Maka, risālah ini datang dengan memberikan kemudahan sesuai dengan batas-batas kemampuan manusia. Ia tidak membebani kesulitan dan kerepotan bagi mereka. Kemudahan ini terdapat di dalam ruh risālah, juga di dalam tugas-tugas yang diberikannya:
“(Tetaplah atas) fitrah Allah yang telah menciptakan manusia menurut fitrah itu.” (ar-Rūm: 30).

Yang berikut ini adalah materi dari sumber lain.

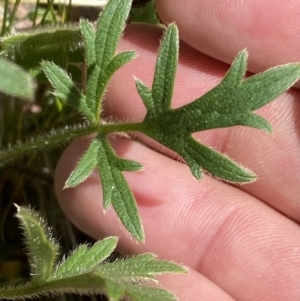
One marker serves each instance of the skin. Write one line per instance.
(240, 242)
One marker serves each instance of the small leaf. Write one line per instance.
(116, 63)
(85, 166)
(85, 260)
(109, 30)
(15, 81)
(65, 89)
(42, 248)
(116, 189)
(53, 43)
(144, 266)
(228, 104)
(143, 293)
(93, 70)
(163, 83)
(83, 271)
(146, 94)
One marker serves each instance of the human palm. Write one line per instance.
(240, 242)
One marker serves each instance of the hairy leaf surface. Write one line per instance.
(15, 81)
(83, 271)
(228, 104)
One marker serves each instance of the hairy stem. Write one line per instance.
(57, 138)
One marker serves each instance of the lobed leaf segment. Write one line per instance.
(86, 270)
(231, 103)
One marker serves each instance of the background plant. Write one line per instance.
(229, 104)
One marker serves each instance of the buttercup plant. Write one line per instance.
(229, 104)
(85, 270)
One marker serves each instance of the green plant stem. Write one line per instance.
(50, 288)
(13, 15)
(5, 14)
(60, 137)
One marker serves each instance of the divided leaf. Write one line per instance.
(85, 166)
(42, 248)
(101, 48)
(65, 89)
(109, 30)
(116, 189)
(85, 260)
(83, 271)
(15, 81)
(228, 104)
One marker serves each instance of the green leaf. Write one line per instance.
(27, 46)
(65, 89)
(85, 166)
(228, 104)
(93, 71)
(108, 33)
(142, 293)
(116, 63)
(109, 30)
(15, 81)
(166, 64)
(144, 266)
(83, 271)
(145, 14)
(116, 189)
(42, 248)
(85, 260)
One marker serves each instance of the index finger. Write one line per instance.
(268, 29)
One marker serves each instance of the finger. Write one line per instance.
(240, 244)
(268, 29)
(274, 158)
(193, 286)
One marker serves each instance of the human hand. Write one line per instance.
(240, 242)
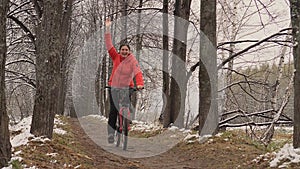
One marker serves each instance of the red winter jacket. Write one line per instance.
(124, 69)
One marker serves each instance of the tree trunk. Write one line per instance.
(5, 146)
(48, 72)
(295, 18)
(138, 54)
(65, 56)
(207, 95)
(165, 115)
(179, 76)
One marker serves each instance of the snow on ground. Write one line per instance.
(288, 154)
(24, 136)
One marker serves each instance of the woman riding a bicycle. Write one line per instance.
(125, 68)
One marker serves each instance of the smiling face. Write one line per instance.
(124, 51)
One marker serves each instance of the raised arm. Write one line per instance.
(108, 42)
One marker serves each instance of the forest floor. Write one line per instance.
(79, 149)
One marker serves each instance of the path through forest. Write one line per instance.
(212, 154)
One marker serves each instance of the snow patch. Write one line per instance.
(286, 153)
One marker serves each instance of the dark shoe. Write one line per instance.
(111, 138)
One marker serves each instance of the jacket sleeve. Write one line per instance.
(110, 47)
(137, 73)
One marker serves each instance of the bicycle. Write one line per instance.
(123, 120)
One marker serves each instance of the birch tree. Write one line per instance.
(49, 42)
(5, 146)
(295, 18)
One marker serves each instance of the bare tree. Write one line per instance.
(182, 10)
(295, 18)
(5, 146)
(49, 38)
(208, 27)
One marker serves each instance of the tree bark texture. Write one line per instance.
(5, 146)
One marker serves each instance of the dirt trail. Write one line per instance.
(96, 129)
(213, 155)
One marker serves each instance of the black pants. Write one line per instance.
(115, 96)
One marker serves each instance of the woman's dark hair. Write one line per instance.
(124, 45)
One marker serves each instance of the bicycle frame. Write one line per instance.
(123, 125)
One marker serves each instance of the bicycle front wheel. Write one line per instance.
(125, 133)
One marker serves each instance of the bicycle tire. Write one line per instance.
(125, 133)
(118, 137)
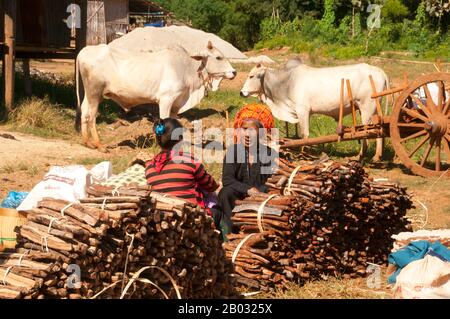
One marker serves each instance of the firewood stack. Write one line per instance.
(334, 221)
(113, 235)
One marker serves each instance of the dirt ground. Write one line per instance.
(25, 159)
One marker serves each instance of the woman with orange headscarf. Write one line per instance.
(248, 163)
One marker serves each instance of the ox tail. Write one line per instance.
(77, 88)
(387, 86)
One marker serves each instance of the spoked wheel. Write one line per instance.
(420, 125)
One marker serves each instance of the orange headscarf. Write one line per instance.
(258, 112)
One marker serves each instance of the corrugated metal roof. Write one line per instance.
(144, 6)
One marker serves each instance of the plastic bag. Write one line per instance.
(100, 173)
(427, 278)
(13, 199)
(66, 183)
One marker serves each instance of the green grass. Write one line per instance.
(222, 100)
(90, 161)
(42, 117)
(30, 169)
(120, 164)
(333, 288)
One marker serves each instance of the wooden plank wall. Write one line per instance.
(96, 24)
(117, 18)
(40, 23)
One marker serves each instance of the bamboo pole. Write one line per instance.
(10, 7)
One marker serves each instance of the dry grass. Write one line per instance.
(41, 117)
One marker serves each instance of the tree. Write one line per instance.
(394, 10)
(328, 15)
(437, 9)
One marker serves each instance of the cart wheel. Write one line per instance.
(420, 125)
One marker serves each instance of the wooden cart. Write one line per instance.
(419, 128)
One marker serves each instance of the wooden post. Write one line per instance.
(352, 102)
(340, 130)
(8, 57)
(80, 41)
(26, 76)
(377, 99)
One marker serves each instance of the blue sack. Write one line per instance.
(13, 200)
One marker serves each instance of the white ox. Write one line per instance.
(297, 91)
(170, 78)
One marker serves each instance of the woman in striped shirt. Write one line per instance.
(176, 173)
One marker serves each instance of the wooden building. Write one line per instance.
(59, 29)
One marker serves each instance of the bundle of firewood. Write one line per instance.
(126, 242)
(327, 218)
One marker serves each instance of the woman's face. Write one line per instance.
(249, 132)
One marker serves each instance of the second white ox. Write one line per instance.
(297, 91)
(170, 78)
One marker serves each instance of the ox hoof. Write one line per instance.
(376, 159)
(89, 145)
(357, 158)
(102, 149)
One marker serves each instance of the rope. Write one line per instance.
(239, 246)
(128, 254)
(261, 211)
(19, 263)
(64, 209)
(6, 274)
(115, 191)
(103, 204)
(104, 289)
(51, 223)
(138, 273)
(287, 190)
(44, 240)
(147, 281)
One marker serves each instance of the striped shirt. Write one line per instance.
(179, 175)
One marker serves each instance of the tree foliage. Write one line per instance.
(324, 25)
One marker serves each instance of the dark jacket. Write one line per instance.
(239, 175)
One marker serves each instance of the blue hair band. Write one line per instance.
(160, 129)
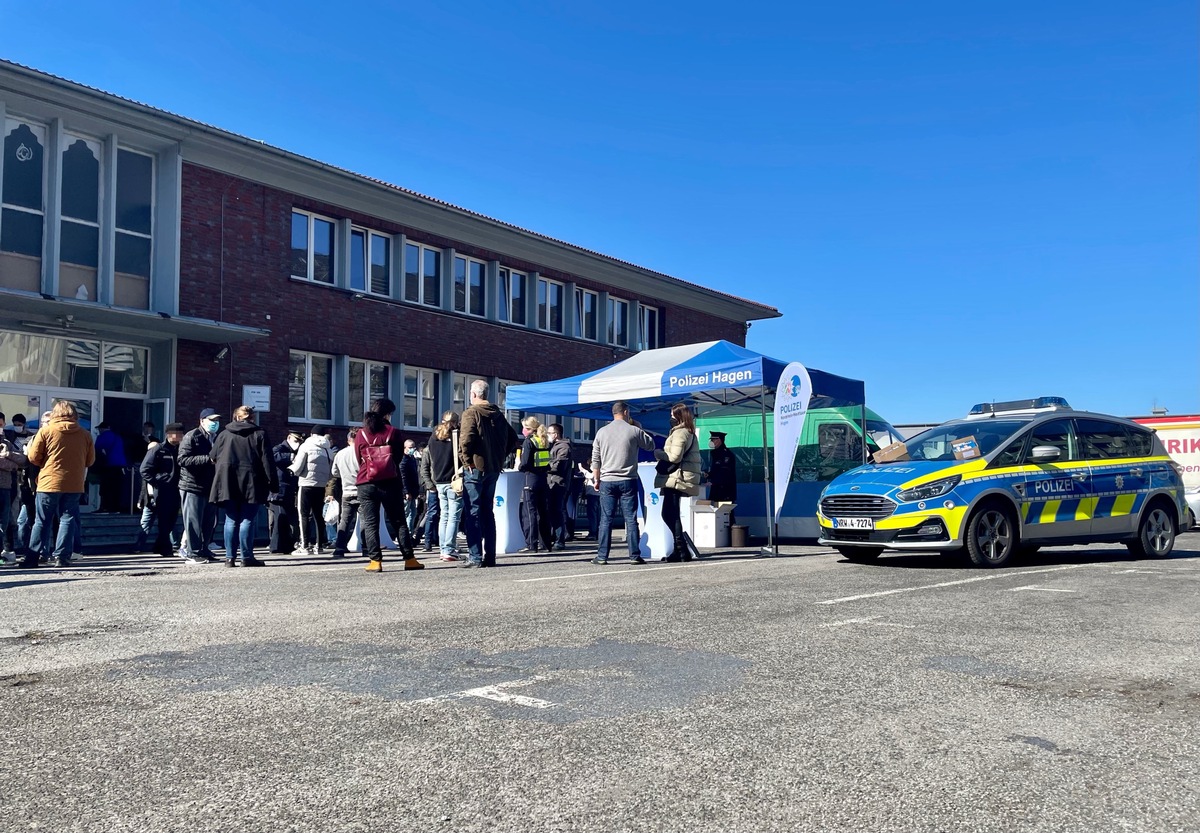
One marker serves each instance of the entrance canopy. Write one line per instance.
(714, 373)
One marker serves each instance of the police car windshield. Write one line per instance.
(989, 433)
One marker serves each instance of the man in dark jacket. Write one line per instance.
(195, 483)
(486, 439)
(558, 481)
(160, 469)
(285, 514)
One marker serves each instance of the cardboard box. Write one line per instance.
(891, 454)
(966, 448)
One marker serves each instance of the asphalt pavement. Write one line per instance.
(799, 693)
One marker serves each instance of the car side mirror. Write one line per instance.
(1047, 454)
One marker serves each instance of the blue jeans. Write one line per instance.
(432, 517)
(241, 520)
(625, 492)
(51, 507)
(449, 511)
(479, 507)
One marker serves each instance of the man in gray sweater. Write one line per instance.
(615, 477)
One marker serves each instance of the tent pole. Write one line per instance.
(772, 545)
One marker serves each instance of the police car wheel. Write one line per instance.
(991, 537)
(859, 553)
(1156, 534)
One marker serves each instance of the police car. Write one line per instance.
(1011, 478)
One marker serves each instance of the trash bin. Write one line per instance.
(738, 535)
(711, 523)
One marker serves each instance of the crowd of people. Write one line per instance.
(317, 496)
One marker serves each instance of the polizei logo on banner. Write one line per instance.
(792, 395)
(729, 378)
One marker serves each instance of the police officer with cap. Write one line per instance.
(723, 471)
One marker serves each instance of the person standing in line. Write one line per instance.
(558, 483)
(682, 455)
(432, 509)
(411, 480)
(443, 466)
(12, 462)
(283, 516)
(615, 477)
(245, 474)
(485, 441)
(343, 487)
(160, 469)
(64, 453)
(311, 466)
(534, 462)
(196, 469)
(723, 471)
(379, 449)
(111, 456)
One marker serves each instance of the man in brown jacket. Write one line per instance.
(64, 451)
(486, 439)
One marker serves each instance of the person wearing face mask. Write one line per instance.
(196, 471)
(285, 514)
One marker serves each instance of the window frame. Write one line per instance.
(419, 399)
(549, 283)
(307, 388)
(467, 263)
(310, 258)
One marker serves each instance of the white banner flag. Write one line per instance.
(792, 395)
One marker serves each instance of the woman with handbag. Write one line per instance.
(678, 473)
(379, 448)
(445, 473)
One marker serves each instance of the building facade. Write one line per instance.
(153, 265)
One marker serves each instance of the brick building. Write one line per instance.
(151, 265)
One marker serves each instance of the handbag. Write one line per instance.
(378, 462)
(456, 481)
(667, 467)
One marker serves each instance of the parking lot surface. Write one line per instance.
(799, 693)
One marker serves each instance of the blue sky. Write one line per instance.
(953, 202)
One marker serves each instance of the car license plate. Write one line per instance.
(853, 523)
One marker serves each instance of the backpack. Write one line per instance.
(378, 462)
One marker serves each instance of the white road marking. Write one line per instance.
(635, 568)
(946, 583)
(497, 694)
(845, 622)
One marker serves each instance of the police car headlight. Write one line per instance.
(925, 491)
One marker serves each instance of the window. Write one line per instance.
(423, 275)
(618, 322)
(22, 204)
(367, 381)
(421, 397)
(79, 226)
(468, 286)
(648, 334)
(135, 221)
(1055, 432)
(375, 279)
(587, 311)
(1101, 439)
(312, 247)
(310, 387)
(510, 301)
(551, 305)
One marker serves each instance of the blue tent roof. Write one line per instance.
(714, 372)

Di mana saja manusia berjalan bersama ‘aqīdah ini, niscaya dia akan menjumpai kemudahan dan pemeliharaan terhadap kemampuan manusia. Juga akan menjumpai keadaan yang berbeda-beda bagi manusia, bahkan akan menjumpai kondisi-kondisi yang berbenturan dengan ‘aqīdah ini dalam semua lingkungan dan keadaan. ‘Aqīdah yang mudah pola pandangnya. Tuhan Yang Maha Esa, yang tidak ada sesuatu pun yang sama dengan-Nya, yang menciptakan segala sesuatu, dan membimbingnya untuk mencapai tujuan keberadaannya. Dia telah mengutus para rasūl untuk mengingatkan manusia terhadap tujuan keberadaan mereka. Juga untuk mengembalikan mereka kepada Allah yang telah menciptakan mereka. Tugas-tugas sesudahnya bersumber dari ‘aqīdah ini secara serasi, mutlak, dan tanpa ada kebengkokan padanya. Manusia berkewajiban melaksanakannya sesuai dengan kemampuannya, tanpa diberi kesulitan dan kesukaran:
إِذَا أَمَرْتُكُمْ بِأَمْرٍ فَأْتُوْا مِنْهُ مَا اسْتَطَعْتُمْ، وَ مَا نَهَيْتُكُمْ عَنْهُ فَاجْتَنِبُوْهُ.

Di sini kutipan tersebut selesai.